Williams was the first BGSU faculty member, and the first foreign teacher, to offer a short-term graduate course at Xi’an International Studies University (XISU), with which BGSU has had an exchange program since 1985. Her students are majoring in the teaching of English.
The focus of the course was a comparison of educational systems between the United States and China, looking at compulsory education, teacher training and preschool, remedial, special, secondary, higher and adult education.
In addition to teaching her course, she met extensively with the university’s president, associate dean and director of international programs. “They’re interested in exploring how to expand the faculty and become more diverse,” Williams said. “President Hu is very forward-thinking and wants to develop further BGSU connections.”
Williams said students were eager to participate in the course, and in addition to those enrolled, many more audited the class. Most of the students are working teachers.
XISU, which is in the heart of the bustling city of six and a half million people, has opened a new campus on Xi’an’s outskirts, where it plans to eventually move all undergraduate classes. Williams was asked by the dean of the English-language program to name several rooms, facilities and even buildings during her tour of the new campus.
She also delivered a lecture on “Education in America: General Issues” for about 250 undergraduates at the new campus.

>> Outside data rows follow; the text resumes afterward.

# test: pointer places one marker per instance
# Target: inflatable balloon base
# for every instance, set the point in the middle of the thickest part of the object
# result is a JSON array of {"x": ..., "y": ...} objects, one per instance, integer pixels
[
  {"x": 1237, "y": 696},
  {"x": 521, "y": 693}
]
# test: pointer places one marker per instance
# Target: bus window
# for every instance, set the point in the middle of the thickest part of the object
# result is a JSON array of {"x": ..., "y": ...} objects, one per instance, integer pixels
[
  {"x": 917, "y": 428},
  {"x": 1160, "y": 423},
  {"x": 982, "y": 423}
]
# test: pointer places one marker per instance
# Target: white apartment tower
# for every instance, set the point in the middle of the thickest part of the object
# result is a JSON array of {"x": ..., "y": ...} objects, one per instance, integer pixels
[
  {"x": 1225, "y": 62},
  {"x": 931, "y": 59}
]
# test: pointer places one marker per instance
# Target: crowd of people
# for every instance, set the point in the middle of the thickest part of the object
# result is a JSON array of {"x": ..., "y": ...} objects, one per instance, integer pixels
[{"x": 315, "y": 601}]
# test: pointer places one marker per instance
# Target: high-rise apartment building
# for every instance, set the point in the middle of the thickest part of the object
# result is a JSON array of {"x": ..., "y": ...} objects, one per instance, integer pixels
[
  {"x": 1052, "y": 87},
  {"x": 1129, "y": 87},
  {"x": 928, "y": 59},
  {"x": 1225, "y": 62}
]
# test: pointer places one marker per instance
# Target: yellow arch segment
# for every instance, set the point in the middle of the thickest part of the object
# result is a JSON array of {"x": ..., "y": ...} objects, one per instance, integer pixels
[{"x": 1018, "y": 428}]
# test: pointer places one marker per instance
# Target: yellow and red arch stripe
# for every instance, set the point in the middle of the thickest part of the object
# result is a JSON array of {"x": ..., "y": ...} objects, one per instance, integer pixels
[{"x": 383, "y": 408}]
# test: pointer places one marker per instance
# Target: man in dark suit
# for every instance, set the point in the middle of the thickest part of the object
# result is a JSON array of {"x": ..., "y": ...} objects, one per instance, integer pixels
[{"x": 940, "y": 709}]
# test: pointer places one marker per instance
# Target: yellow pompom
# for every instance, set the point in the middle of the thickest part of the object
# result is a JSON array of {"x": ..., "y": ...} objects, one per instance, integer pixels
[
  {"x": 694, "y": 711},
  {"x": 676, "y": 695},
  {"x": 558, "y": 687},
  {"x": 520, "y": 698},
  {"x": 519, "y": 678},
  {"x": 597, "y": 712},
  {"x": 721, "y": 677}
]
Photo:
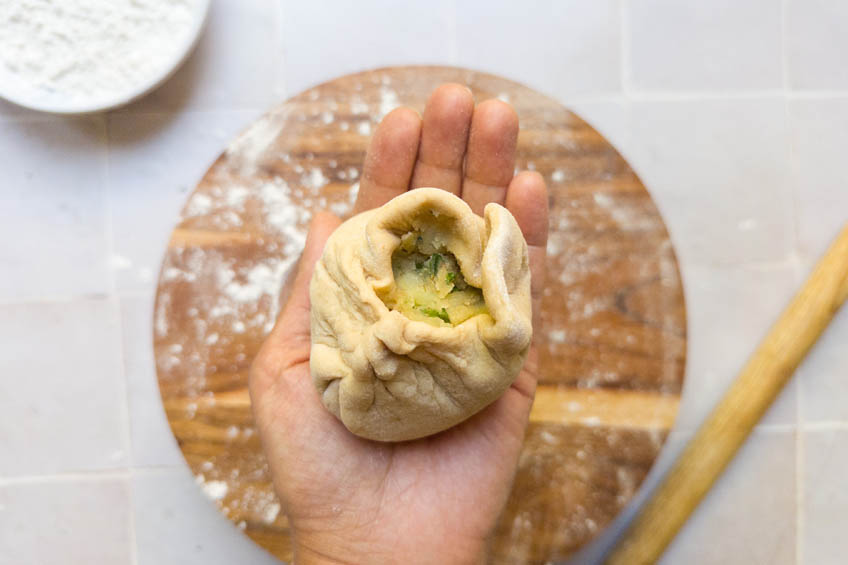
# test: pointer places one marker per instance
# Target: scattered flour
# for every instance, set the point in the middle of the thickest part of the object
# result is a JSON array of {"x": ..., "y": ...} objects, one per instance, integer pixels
[
  {"x": 216, "y": 490},
  {"x": 271, "y": 512}
]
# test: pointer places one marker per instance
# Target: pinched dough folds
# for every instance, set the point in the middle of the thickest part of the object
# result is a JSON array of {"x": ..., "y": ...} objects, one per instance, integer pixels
[{"x": 387, "y": 377}]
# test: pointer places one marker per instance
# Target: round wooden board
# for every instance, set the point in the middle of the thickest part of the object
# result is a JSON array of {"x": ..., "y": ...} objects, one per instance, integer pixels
[{"x": 612, "y": 340}]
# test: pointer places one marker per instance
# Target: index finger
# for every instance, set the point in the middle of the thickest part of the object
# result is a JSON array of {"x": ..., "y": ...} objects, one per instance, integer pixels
[{"x": 389, "y": 160}]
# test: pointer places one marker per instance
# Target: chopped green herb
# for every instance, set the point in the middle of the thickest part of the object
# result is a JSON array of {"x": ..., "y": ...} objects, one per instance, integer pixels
[{"x": 433, "y": 313}]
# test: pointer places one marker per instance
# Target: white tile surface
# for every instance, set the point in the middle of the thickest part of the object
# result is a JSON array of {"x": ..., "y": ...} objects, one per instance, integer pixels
[
  {"x": 816, "y": 43},
  {"x": 52, "y": 216},
  {"x": 684, "y": 45},
  {"x": 749, "y": 515},
  {"x": 719, "y": 171},
  {"x": 177, "y": 525},
  {"x": 62, "y": 400},
  {"x": 64, "y": 522},
  {"x": 824, "y": 375},
  {"x": 327, "y": 39},
  {"x": 820, "y": 136},
  {"x": 152, "y": 443},
  {"x": 729, "y": 312},
  {"x": 155, "y": 161},
  {"x": 234, "y": 66},
  {"x": 565, "y": 49},
  {"x": 611, "y": 118},
  {"x": 825, "y": 498}
]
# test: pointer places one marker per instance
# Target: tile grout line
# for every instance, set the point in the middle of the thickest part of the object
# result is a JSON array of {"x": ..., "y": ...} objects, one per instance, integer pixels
[
  {"x": 826, "y": 426},
  {"x": 280, "y": 81},
  {"x": 794, "y": 202},
  {"x": 115, "y": 299},
  {"x": 453, "y": 26},
  {"x": 66, "y": 477},
  {"x": 624, "y": 49}
]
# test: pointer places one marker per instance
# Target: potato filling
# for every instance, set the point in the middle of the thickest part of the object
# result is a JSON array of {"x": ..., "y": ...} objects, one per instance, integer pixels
[{"x": 429, "y": 286}]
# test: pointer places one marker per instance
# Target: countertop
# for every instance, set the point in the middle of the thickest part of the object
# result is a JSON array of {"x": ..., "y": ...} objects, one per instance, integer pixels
[{"x": 734, "y": 115}]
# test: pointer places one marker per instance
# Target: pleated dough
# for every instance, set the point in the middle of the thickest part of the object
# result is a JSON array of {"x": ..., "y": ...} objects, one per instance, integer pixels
[{"x": 388, "y": 377}]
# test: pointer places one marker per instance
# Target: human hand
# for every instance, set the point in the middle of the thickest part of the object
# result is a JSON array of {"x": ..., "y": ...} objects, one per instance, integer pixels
[{"x": 435, "y": 499}]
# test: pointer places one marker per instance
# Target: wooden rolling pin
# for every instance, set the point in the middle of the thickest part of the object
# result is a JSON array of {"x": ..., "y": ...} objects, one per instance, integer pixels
[{"x": 745, "y": 402}]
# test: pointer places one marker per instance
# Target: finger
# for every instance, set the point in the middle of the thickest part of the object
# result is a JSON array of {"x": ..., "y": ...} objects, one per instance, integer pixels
[
  {"x": 389, "y": 159},
  {"x": 444, "y": 136},
  {"x": 291, "y": 334},
  {"x": 490, "y": 160},
  {"x": 527, "y": 200}
]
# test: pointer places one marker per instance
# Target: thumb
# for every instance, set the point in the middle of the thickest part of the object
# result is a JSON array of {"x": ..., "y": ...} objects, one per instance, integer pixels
[{"x": 292, "y": 328}]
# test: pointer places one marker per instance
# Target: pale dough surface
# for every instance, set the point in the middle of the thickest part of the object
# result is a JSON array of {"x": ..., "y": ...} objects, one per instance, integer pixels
[{"x": 390, "y": 378}]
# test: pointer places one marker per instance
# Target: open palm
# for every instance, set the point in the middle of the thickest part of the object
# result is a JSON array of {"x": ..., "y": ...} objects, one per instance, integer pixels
[{"x": 436, "y": 499}]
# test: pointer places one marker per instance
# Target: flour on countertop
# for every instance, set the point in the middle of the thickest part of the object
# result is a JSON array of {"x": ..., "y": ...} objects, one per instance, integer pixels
[{"x": 84, "y": 49}]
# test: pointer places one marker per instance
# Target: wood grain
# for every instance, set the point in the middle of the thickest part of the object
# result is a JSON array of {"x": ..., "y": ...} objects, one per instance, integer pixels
[
  {"x": 743, "y": 405},
  {"x": 613, "y": 334}
]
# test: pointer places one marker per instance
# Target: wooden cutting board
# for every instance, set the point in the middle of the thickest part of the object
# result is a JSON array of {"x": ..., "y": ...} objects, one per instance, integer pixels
[{"x": 613, "y": 338}]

“Everything is big there,” Williams said. “XISU has 20,000 students on its two campuses.” Right next door to the inner-city campus is Shaanxi Normal University, with 48,000 students, many of whom are also preparing to be teachers.
Williams discussed school bullying with the associate dean of Shaanxi. A significant topic in U.S. education circles for some time, it has only recently become a developing issue in China, she said. She agreed to share BGSU’s “anti-bullying” resources with the school. “We also identified a potential area of research related to the bullying topic,” she said. “We discussed conducting a comparison of the characteristics of the victims and perpetrators of bullying in the two countries.”
Some of the students in her graduate courses accompanied Williams on her school visits, which also included a stop at Shaanxi Middle School. Like the universities, the school has a large enrollment, with 8,000 children in three grades. Despite the large class sizes in China, however, the system appears to be very effective in teaching subjects such as math and science, which have lagged in the United States, Williams added.
In addition, she observed, “it’s considered very important to learn English in China. There are some teachers working in language immersion in the public schools.”
Under the Chinese system, public education is open to all but there are fees to attend, making it difficult for some families to continue sending their children to school. A significant development while Williams was in the country was the lifting of school fees in rural areas.
China has a number of special schools for children with disabilities, but as yet Xi’an appears to have no teacher training in the areas of autism or mental retardation. She arranged to help locate materials on teaching strategies for retardation and autism, which her Chinese students will translate from English to Chinese. She also visited the Xi’an Deaf Mute Special School, where she met with administrators and teachers.
The BGSU-Xi’an exchange is organized through the German, Russian and East Asian languages (GREAL) department but relies on close cooperation with the English department and other BGSU units. About 30 BGSU faculty and staff have participated in the exchange program.
Dr. Ellen Williams (right) and Barbara Laird (center, front) visit with BGSU alumni at Xi’an International Studies University.
Williams and Barbara Laird, an advisor in Academic Enhancement who is participating in the exchange program for the entire 2005-06 academic year, also met with a group of XISU colleagues and BGSU alumni in Xi’an. A number of BGSU alumni now teach or work at XISU.
One, Dr. Shaorong Huang, who received his undergraduate degree from XISU and his Ph.D. from Bowling Green, now teaches at the University of Cincinnati in English and communication. This spring, he and his wife were visiting XISU, where he was teaching a short-term graduate course.
Williams said the experience was an excellent learning opportunity and encourages others who might be interested in such an exchange to contact her or GREAL Chair Dr. Timothy Pogacar.